Le 6 juillet 1885, Pasteur vaccine avec succès le petit Joseph Meister mordu par un chien enragé[9]. En France métropolitaine, les deux derniers cas datent de 1924 et 2019. Mais dans le monde, la maladie provoque environ 50 000 morts par an, principalement en Asie et en Afrique.

Ci contre,Le petit Joseph Meister vacciné. En arrière-plan, Pasteur. L’Illustration, 7 novembre 1885. Coll. personnelle. DR.

Notes


[1] La durée d‘incubation de la rage est habituellement de 2 à 3 mois, mais peut aller d’une semaine à un an.

[2] Lettre au préfet, 22 aout 1829. Archives départementales d’Eure-et-Loir, 4 M 204 bis.

[3] On sait aujourd’hui que le virus rabique infecte le système nerveux, perturbe les neurones, notamment ceux qui régulent l’activité cardiaque ou la respiration. Certains praticiens

[4] Bosquillon (1744-1814) estime que la rage est une maladie imaginaire. Les malades ne meurent pas de la rage, mais de la terreur de la rage. Cependant, à la même époque, des recherches démontrent qu’il existe bien une rage réelle transmissible. Par inoculation de salive, François Magendie (1782-1855) et Gilbert Breschet (1784-1845) réussissent à transmettre la rage de l’homme au chien.

[5] Boissier de Sauvages (1706-1767) dans sa Dissertation sur la rage.

[6] Jean Théodorides, de la rage en France au 18e siècle p 112.  https://www.biusante.parisdescartes.fr.

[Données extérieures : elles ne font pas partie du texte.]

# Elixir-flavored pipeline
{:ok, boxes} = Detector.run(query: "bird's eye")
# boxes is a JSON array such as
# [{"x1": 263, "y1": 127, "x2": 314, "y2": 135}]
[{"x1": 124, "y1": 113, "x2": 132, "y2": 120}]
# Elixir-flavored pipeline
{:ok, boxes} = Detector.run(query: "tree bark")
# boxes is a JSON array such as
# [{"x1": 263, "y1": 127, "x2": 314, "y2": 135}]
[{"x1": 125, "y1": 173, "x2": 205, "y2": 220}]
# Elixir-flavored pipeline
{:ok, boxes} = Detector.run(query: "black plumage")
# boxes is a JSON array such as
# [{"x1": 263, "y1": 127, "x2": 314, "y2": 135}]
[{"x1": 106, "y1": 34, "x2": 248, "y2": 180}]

A ce sujet, voir aussi l’article du « généraliste ».

[7] Marie-Rosine Benoit, née le 5 novembre 1829, mourut le 12 janvier 1830.

[8] Le lecteur appréciera la litote.  Du traitement, nous ne savons rien sinon… qu’il était forcément inefficace.

[9] Aujourd’hui, on ne sait toujours pas guérir la rage. Seule la vaccination antirabique pratiquée immédiatement après la morsure permet d’éviter à coup sûr l’apparition de la rage chez un sujet mordu par un animal infecté.